Höher als die Gedächtnissäule waren die baggernden und bauenden Eisenkräne in den Hafenanlagen. Dahinter, das Imposanteste von allem, thronte auf dem ursprünglichen Ludgate Hill das Skelett der neuen St. Paul’s Cathedral. Es führte keine Brücke über die Themse, aber es gab Pläne, eine zu bauen; etliche Fähren besorgten den Transfer.
Lily zupfte an seinem Ärmel. »Daddy«, sagte sie feierlich. »Ein Monster.«
»Wie meinst du?«
»Ein Monster! Guck!«
Seine Tochter hatte die Augen aufgerissen und zeigte links vom Bug weg, flussaufwärts.

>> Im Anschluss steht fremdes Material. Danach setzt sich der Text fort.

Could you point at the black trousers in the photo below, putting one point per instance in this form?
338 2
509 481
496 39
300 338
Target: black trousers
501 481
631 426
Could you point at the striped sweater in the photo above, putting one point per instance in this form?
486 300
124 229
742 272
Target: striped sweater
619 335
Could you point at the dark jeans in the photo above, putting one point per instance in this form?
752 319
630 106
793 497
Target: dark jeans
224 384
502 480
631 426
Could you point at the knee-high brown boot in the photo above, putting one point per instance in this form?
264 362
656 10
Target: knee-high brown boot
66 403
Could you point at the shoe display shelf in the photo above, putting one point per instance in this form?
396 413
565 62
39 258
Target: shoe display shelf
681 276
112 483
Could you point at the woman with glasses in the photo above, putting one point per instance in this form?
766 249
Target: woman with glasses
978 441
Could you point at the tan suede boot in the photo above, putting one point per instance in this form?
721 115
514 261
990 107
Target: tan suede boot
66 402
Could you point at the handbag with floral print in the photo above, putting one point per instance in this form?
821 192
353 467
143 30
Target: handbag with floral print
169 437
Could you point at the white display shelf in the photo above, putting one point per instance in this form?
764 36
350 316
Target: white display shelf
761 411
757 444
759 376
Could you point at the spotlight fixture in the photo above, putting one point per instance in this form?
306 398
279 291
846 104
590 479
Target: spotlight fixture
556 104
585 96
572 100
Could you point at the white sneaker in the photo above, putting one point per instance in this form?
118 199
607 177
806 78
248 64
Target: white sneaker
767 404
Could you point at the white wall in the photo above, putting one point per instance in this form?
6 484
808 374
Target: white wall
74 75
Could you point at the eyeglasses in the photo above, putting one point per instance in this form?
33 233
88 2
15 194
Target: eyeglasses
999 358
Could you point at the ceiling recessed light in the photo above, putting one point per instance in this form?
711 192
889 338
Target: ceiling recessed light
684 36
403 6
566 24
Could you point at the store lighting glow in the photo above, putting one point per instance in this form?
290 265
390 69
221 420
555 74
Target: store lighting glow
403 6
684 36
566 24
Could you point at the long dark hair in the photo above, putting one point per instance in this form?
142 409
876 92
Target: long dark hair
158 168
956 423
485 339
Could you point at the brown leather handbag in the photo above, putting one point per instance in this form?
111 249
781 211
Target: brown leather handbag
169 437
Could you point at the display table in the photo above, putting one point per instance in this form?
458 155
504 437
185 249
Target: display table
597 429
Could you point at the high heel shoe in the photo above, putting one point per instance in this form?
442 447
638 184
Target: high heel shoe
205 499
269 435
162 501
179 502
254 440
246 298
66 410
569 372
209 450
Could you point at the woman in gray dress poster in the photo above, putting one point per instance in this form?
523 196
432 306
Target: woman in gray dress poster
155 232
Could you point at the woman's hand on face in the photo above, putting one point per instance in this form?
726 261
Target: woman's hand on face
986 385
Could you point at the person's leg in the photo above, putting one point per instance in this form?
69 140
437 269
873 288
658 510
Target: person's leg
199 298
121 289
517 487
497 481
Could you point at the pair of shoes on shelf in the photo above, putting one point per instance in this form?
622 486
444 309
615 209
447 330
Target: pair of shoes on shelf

Als Guilford ihr den Namen des Monsters erklärte, schlug sein Herz schneller: Schlammschlange sagten die Siedler dazu, auch Flussschlange. Caroline umklammerte den anderen Arm, als das Geplapper an Deck versiegte. Die Schlammschlange hob den Kopf über den Bug; sie tat das auf eine verblüffend graziöse Weise — immerhin hatte der Schädel die Form eines stumpfen Keils von der Größe eines Kindersargs und saß auf einem zwanzig Fuß langen Hals. Guilford wusste, die Kreatur war harmlos — friedlich, buchstäblich ein Lotosesser —, aber sie war furchterregend groß.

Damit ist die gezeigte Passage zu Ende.